The truth is that whether you have a degree, or whether you never even finished high school, the key to business success is often in the business planning and visioning you do, rather than the certificates and diplomas you hold.
But what is business planning and visioning?
I like to think of business planning and visioning a little bit like a road map to success. The process involves a series of exercises that are designed to help you decide how to get your business from the idea stage, to the point where you break even, and start making a profit, and beyond.
There are many ways to go about business planning and visioning, and, contrary to popular belief, your business plan does not have to be written in any kind of formal language – unless you plan to use it to apply for financing.
The simplest way to get started on your business plan, is to sit down with a piece of paper and a pen, and start jotting down whatever ideas you have that relate to the business you’d like to run.
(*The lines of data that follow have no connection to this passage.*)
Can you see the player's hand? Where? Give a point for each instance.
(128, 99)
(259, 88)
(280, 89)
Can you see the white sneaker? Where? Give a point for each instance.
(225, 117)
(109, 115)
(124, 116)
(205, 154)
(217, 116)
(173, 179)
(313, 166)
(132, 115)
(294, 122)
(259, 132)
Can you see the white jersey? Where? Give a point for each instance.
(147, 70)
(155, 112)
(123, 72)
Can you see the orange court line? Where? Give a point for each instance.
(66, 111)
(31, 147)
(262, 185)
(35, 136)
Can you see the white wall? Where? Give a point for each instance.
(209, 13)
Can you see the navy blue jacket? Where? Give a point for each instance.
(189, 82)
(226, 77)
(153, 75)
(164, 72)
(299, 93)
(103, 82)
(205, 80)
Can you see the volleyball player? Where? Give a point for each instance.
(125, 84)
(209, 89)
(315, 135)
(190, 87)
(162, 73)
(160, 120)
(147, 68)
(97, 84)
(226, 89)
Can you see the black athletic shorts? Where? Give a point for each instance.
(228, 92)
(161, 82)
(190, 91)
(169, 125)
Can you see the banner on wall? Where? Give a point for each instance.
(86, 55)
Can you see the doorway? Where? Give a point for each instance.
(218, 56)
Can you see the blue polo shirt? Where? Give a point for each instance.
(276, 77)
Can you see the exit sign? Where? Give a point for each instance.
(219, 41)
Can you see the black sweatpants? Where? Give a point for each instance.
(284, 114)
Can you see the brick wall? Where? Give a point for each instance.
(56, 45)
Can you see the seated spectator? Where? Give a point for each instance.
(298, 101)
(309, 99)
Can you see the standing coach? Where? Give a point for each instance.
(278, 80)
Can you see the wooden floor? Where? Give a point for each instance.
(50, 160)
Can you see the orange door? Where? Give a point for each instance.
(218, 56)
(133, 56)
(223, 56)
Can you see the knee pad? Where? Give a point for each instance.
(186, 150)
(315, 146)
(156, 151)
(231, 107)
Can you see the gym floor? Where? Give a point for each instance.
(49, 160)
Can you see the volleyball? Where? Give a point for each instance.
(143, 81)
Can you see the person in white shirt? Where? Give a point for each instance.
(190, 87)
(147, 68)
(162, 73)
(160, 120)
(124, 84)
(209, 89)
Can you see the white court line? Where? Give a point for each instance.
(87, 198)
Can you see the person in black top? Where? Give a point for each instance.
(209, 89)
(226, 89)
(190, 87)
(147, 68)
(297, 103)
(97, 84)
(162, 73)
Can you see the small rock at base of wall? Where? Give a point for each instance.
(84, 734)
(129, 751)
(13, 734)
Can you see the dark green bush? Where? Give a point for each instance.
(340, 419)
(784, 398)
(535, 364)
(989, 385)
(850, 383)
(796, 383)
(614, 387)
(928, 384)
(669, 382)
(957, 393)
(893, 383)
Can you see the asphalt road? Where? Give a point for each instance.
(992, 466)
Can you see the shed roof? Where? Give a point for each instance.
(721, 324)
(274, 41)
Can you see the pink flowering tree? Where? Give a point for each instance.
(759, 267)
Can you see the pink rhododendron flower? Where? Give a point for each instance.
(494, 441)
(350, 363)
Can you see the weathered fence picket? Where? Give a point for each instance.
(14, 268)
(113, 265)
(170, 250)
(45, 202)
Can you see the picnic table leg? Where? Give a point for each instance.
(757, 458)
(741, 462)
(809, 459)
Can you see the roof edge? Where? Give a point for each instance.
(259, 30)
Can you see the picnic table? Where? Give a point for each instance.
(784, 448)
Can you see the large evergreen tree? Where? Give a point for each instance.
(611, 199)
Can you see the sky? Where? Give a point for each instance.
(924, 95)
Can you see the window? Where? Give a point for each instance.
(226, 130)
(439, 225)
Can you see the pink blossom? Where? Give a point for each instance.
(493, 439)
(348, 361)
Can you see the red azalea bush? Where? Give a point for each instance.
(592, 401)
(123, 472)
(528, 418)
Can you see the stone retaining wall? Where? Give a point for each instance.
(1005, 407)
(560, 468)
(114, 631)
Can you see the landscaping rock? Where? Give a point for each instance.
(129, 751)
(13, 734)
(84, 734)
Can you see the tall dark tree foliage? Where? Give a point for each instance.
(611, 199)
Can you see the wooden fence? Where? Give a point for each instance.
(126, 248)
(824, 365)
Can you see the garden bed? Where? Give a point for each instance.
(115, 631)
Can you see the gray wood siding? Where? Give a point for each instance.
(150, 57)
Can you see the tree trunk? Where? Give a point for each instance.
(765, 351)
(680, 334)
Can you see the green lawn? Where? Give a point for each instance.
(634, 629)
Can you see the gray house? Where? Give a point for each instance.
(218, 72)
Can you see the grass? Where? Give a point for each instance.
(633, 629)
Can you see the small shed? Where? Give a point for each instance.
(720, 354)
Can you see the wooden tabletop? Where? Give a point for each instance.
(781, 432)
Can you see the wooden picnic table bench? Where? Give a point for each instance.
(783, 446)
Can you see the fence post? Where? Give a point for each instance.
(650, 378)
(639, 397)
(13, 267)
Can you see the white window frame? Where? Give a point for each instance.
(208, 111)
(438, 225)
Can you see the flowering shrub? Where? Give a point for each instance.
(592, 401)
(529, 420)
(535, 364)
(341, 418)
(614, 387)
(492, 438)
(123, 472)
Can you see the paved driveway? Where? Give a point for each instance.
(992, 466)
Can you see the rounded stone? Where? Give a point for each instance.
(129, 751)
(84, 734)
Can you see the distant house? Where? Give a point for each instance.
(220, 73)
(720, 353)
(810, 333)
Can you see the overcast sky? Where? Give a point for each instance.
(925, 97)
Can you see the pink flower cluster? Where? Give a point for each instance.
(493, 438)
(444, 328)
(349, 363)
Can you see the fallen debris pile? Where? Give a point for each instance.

Once you’ve assembled a healthy amount of information on what your business will be about, it’s time to begin the process of creating a structured business plan, but again, this need not be a difficult or technical process. It is simply a means of organising your thoughts about your business into a logical and easy to follow document that will grow with your business, and help you to decide what your next step will be along the way.
Typically, a business plan is made up of several different sections. These include the executive summary, a general description of your business, your products or services, a marketing plan, an operations plan, a section on the management and organisation of your new business, your personal financial statement, start up and operational expenses, a financial plan and any appendices you may want to add to the document.
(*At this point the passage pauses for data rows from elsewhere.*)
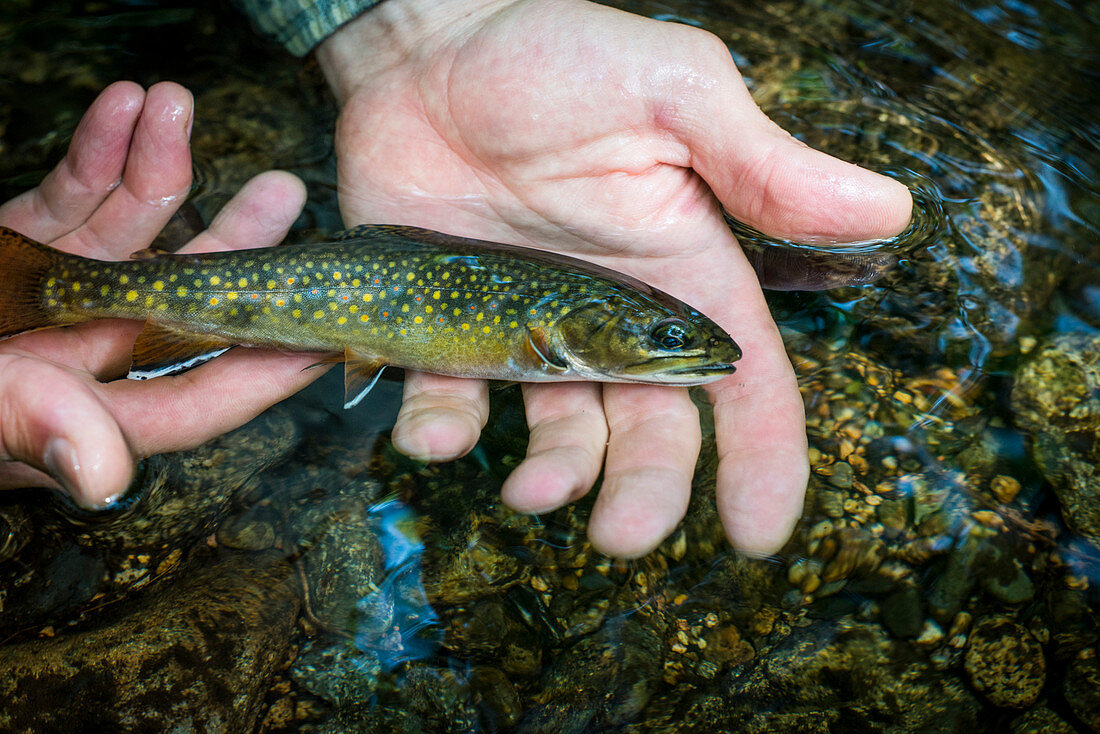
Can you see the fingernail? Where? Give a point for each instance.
(64, 466)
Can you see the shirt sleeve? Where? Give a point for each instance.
(301, 24)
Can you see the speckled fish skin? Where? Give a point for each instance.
(393, 295)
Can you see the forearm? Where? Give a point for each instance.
(392, 31)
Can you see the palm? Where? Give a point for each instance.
(67, 419)
(572, 127)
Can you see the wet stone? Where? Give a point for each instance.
(795, 685)
(602, 680)
(1004, 663)
(138, 671)
(337, 671)
(1056, 398)
(1082, 688)
(1041, 720)
(902, 613)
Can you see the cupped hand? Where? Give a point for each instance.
(568, 126)
(67, 419)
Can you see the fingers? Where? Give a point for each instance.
(156, 179)
(655, 440)
(758, 416)
(260, 215)
(180, 412)
(440, 417)
(183, 411)
(90, 171)
(762, 175)
(53, 422)
(565, 450)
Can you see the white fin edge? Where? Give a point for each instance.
(353, 402)
(176, 367)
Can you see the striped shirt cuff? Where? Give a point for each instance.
(301, 24)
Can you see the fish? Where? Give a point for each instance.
(382, 295)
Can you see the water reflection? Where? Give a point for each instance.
(943, 577)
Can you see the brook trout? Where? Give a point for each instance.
(384, 295)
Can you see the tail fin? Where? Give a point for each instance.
(23, 266)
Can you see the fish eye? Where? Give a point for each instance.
(670, 335)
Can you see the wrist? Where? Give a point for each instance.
(393, 32)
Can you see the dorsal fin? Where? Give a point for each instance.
(149, 253)
(361, 373)
(163, 350)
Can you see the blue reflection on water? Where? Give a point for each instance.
(414, 632)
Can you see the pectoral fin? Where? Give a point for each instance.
(361, 373)
(162, 350)
(541, 353)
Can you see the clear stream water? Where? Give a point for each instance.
(299, 574)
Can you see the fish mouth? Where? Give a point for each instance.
(689, 374)
(716, 368)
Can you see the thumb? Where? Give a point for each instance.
(53, 422)
(768, 179)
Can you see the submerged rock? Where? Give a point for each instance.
(1056, 398)
(196, 658)
(1005, 663)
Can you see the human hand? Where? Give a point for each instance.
(569, 126)
(66, 419)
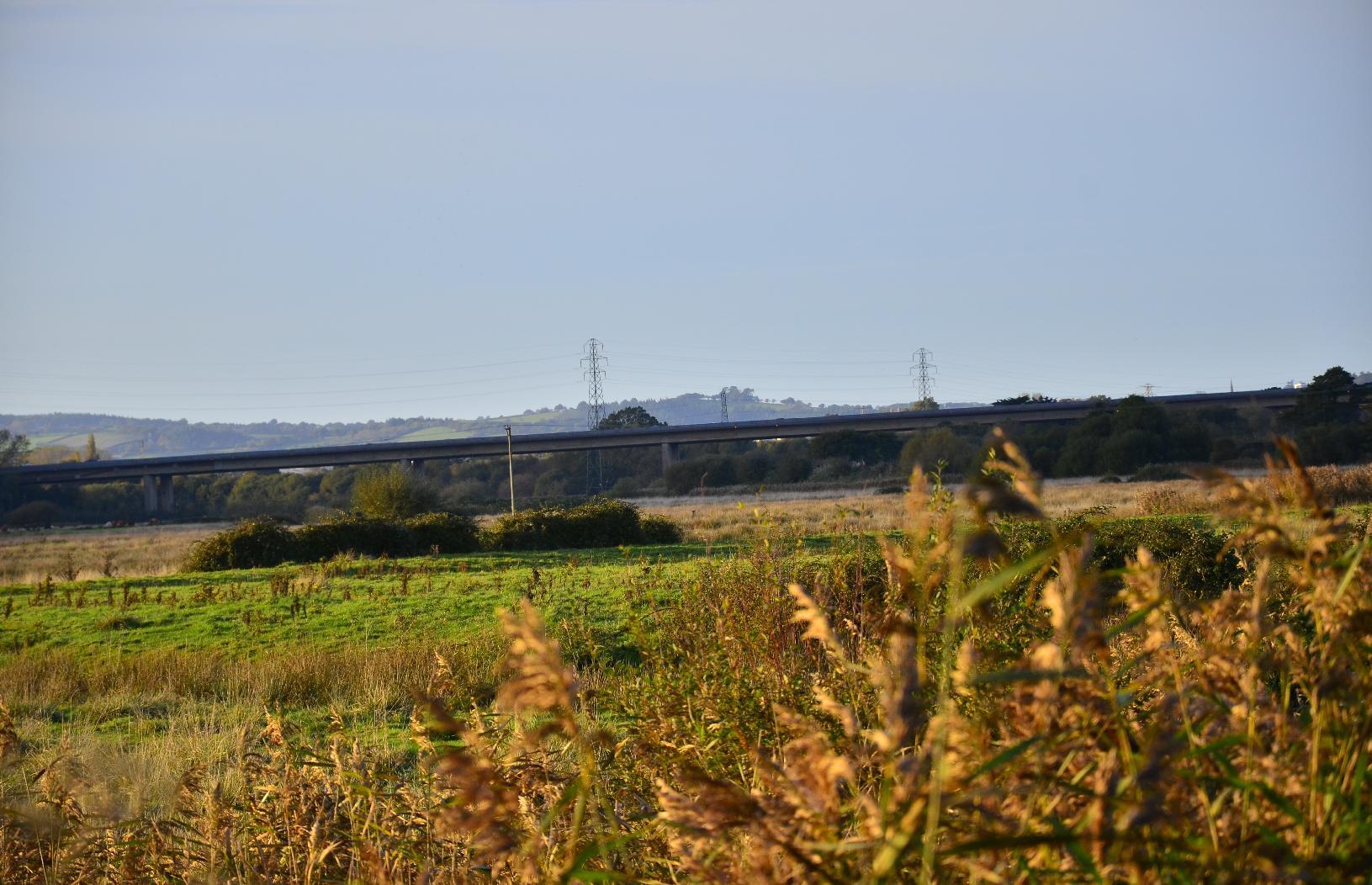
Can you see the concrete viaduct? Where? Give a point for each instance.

If all that sounds like a lot of technical mumbo jumbo that you are never going to be able to finish, do not worry. Business planning and visioning is not supposed to be a task that you dread, or that makes you want to run away! Take it one step at a time, and take your time to write down everything you believe will be relevant to the start up and running of your business.
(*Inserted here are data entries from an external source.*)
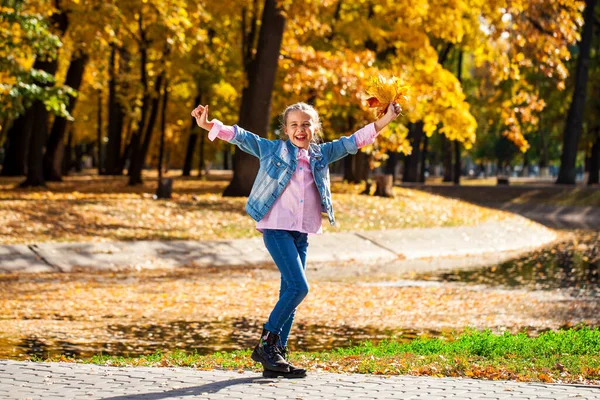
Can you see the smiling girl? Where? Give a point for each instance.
(290, 191)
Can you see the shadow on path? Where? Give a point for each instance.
(539, 204)
(194, 390)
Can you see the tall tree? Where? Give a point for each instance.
(52, 162)
(574, 123)
(39, 113)
(255, 112)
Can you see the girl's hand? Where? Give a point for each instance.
(393, 111)
(201, 115)
(391, 114)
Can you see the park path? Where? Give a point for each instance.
(27, 380)
(506, 238)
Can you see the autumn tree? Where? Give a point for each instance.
(255, 111)
(574, 123)
(28, 49)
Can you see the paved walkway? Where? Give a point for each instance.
(511, 235)
(28, 380)
(25, 380)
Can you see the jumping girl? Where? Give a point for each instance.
(291, 190)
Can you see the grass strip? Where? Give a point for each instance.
(563, 356)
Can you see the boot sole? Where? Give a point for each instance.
(266, 365)
(287, 375)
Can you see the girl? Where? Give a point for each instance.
(290, 191)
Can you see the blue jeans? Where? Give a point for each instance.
(288, 249)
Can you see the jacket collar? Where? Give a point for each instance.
(314, 150)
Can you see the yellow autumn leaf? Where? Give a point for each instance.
(384, 91)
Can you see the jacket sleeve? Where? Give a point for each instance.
(245, 140)
(346, 145)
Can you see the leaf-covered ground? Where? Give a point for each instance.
(89, 207)
(139, 312)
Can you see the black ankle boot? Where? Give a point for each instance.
(267, 353)
(294, 371)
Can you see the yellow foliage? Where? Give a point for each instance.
(384, 91)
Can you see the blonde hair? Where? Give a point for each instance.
(308, 109)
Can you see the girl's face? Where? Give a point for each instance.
(300, 128)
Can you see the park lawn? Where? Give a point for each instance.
(88, 207)
(563, 356)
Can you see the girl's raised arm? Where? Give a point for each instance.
(201, 115)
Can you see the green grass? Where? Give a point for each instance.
(569, 356)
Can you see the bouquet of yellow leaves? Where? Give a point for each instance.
(384, 91)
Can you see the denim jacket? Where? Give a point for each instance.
(278, 161)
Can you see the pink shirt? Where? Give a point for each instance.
(298, 208)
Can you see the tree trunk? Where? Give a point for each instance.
(165, 186)
(412, 161)
(56, 142)
(595, 161)
(201, 161)
(525, 170)
(424, 158)
(384, 185)
(349, 169)
(39, 115)
(191, 146)
(68, 155)
(391, 164)
(138, 159)
(116, 116)
(255, 111)
(447, 158)
(362, 166)
(136, 138)
(189, 153)
(99, 135)
(17, 146)
(457, 163)
(574, 124)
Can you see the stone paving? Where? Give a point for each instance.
(29, 380)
Include the form of company you are planning to start, whether you will have partners in your business, and who your target market will be in the general description section. Figure out how you are going to market your business and to whom and write down where you may find such people(s), and your products and services, and write those methods down in your marketing plan. When it comes to operations, will you be running a cash only business, or accepting credit applications? Will you operate from premises, or from your home? When it comes to financial matters, decide what you will need to start your business, and what it will cost. Think about what it will cost to run your business, including salaries or wages, premises rental, stock and utilities.
Ideally, your business planning process should take several weeks or even months, and you will add to the plan as you go along, writing down everything you can think of that will take your business from start up to success. That document will also accompany you as you work on your business, changing and evolving with your business.